Ya'El Courtney, Joshua P Head, Neil Dani, Olga V Chechneva, Frederick B Shipley, Yong Zhang, Michael J Holtzman, Cameron Sadegh, Towia A Libermann, Maria K Lehtinen
Nature neuroscience July 1, 2025 DOI: 10.1038/s41593-025-01972-9 via PubMed
Summary
The choroid plexus (ChP) regulates cerebrospinal fluid (CSF) composition, providing essential molecular cues for brain development. Apocrine secretion by embryonic ChP epithelial cells is a key regulator of the CSF proteome and neurodevelopment in male and female mice. Activation of serotonergic 5-HT2C receptors triggers sustained calcium signaling, driving high-volume apocrine secretion in mouse and human ChP. This secretion alters the CSF proteome, stimulating neural progenitors and shifting their developmental trajectory. Inducing ChP secretion in utero disrupts neural progenitor dynamics, cerebral cortical architecture, and offspring behavior. Illness or lysergic acid diethylamide exposure during pregnancy provokes coordinated ChP secretion in mouse embryos.
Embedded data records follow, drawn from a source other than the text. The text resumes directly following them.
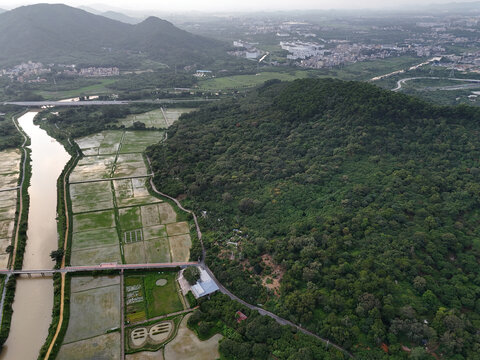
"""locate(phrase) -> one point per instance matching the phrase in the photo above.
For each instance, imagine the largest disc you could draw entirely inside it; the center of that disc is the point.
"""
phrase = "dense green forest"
(255, 337)
(363, 204)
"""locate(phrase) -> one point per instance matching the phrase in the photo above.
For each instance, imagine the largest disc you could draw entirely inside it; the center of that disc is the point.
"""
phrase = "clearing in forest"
(187, 345)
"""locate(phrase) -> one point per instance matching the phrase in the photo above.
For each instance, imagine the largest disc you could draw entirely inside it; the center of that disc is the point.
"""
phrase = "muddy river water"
(34, 296)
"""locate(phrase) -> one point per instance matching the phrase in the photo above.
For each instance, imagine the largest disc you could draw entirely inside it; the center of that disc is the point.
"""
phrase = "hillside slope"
(363, 204)
(59, 33)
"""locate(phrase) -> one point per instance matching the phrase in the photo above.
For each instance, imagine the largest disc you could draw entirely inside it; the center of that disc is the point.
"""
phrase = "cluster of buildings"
(246, 50)
(99, 72)
(34, 72)
(26, 72)
(317, 44)
(317, 57)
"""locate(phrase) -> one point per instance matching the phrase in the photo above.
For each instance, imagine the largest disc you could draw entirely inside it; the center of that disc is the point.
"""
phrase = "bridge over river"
(37, 104)
(101, 267)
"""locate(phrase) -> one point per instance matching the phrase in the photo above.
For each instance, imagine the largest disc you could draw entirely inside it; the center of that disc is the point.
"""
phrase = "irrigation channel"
(34, 296)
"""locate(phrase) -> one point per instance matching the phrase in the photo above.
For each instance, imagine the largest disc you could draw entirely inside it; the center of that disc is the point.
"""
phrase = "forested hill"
(367, 202)
(62, 34)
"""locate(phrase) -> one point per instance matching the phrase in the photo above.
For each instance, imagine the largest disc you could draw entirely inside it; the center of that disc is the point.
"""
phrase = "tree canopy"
(349, 209)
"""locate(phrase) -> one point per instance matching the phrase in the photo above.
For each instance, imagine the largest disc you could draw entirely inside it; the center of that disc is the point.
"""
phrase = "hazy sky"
(229, 5)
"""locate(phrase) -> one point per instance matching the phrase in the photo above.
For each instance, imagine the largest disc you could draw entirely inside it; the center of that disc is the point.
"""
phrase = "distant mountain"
(62, 34)
(456, 7)
(121, 17)
(114, 15)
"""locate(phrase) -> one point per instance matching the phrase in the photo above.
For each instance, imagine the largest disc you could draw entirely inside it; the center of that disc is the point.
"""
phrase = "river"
(34, 297)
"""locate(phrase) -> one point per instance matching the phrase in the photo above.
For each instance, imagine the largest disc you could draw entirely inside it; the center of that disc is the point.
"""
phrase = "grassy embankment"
(21, 225)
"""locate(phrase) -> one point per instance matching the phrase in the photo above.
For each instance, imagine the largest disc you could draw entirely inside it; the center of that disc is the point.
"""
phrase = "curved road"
(401, 82)
(225, 291)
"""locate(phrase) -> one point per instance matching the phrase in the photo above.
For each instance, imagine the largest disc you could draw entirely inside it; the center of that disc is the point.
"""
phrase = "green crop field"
(93, 168)
(187, 345)
(130, 165)
(157, 250)
(100, 347)
(246, 81)
(174, 113)
(130, 218)
(130, 192)
(152, 118)
(152, 232)
(95, 256)
(9, 168)
(94, 307)
(145, 295)
(164, 299)
(94, 220)
(91, 196)
(94, 238)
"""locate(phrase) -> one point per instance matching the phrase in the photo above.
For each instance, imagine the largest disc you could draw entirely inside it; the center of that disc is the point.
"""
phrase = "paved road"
(10, 189)
(225, 291)
(402, 82)
(103, 267)
(102, 103)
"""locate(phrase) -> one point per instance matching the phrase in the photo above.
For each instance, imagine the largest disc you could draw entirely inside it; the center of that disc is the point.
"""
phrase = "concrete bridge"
(101, 267)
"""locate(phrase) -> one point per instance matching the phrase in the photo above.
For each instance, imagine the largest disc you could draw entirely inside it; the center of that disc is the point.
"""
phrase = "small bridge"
(101, 267)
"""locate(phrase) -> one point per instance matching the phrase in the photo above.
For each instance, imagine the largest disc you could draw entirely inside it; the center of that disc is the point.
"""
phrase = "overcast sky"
(231, 5)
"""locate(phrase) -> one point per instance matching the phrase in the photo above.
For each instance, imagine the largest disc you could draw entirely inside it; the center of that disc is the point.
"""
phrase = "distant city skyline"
(230, 5)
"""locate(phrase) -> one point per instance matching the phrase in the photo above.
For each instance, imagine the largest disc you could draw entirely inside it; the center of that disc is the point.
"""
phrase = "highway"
(101, 267)
(402, 82)
(101, 103)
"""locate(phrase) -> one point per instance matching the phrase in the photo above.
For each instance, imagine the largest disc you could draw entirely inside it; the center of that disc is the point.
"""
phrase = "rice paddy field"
(152, 118)
(9, 168)
(151, 294)
(94, 314)
(9, 176)
(159, 118)
(115, 218)
(173, 114)
(151, 234)
(95, 238)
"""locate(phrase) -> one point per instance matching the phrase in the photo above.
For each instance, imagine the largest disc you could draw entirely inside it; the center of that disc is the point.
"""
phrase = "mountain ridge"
(60, 33)
(361, 204)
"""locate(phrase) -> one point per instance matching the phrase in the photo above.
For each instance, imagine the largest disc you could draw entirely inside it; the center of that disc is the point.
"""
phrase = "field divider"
(112, 178)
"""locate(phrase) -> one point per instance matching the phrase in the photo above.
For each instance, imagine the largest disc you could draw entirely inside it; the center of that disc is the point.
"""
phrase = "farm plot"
(152, 118)
(90, 144)
(9, 168)
(130, 165)
(138, 141)
(94, 307)
(187, 345)
(130, 192)
(100, 347)
(173, 114)
(110, 143)
(147, 237)
(105, 142)
(151, 294)
(91, 196)
(8, 205)
(95, 239)
(93, 168)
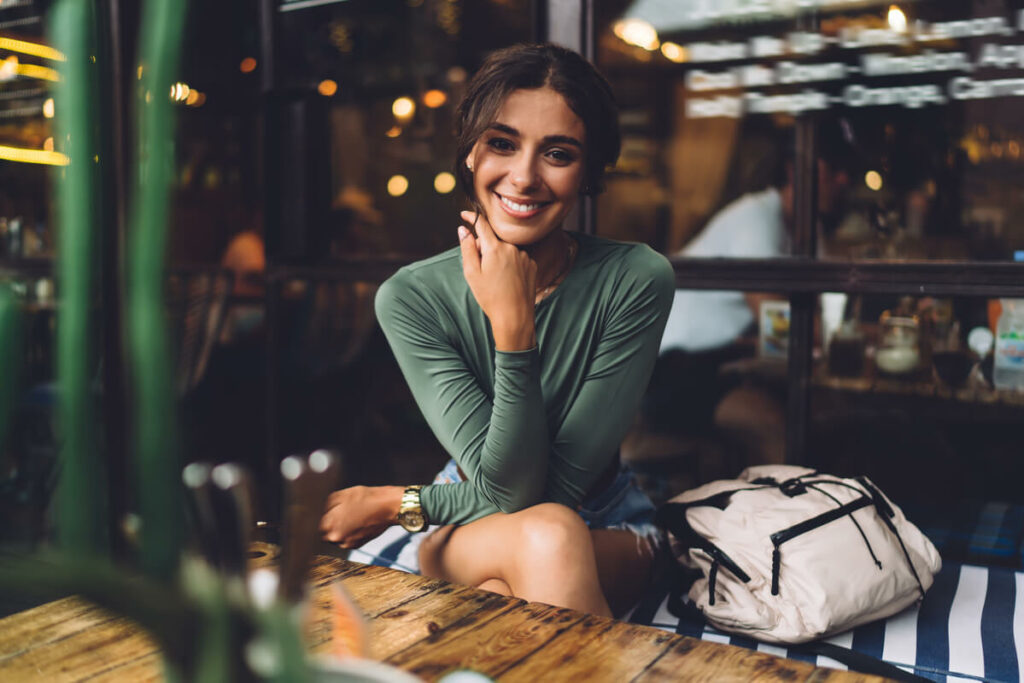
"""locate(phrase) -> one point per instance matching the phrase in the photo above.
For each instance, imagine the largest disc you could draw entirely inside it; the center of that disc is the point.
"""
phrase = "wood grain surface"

The findings reveal a fundamental secretory pathway in the ChP that shapes brain development, and its disruption can have lasting consequences for brain health.
Study at a glance
| Characteristics | Experimental study Peer reviewed |
|---|---|
| Population | Male and female mice, and human choroid plexus |
| Citations | 10 |
| Key finding | Apocrine secretion by embryonic choroid plexus epithelial cells, triggered by serotonergic 5-HT2C receptor activation, regulates the CSF proteome and neurodevelopment, and its disruption can alter brain development and behavior. |
Abstract
The choroid plexus (ChP) regulates cerebrospinal fluid (CSF) composition, providing essential molecular cues for brain development; yet, embryonic ChP secretory mechanisms remain poorly defined. Here we identify apocrine secretion by embryonic ChP epithelial cells as a key regulator of the CSF proteome and neurodevelopment in male and female mice. We demonstrate that the activation of serotonergic 5-HT2C receptors (by WAY-161503) triggers sustained Ca2+ signaling, driving high-volume apocrine secretion in mouse and human ChP. This secretion alters the CSF proteome, stimulating neural progenitors lining the brain's ventricles and shifting their developmental trajectory. Inducing ChP secretion in utero in mice disrupts neural progenitor dynamics, cerebral cortical architecture and offspring behavior. Additionally, illness or lysergic acid diethylamide exposure during pregnancy provokes coordinated ChP secretion in the mouse embryo. Our findings reveal a fundamental secretory pathway in the ChP that shapes brain development, highlighting how its disruption can have lasting consequences for brain health.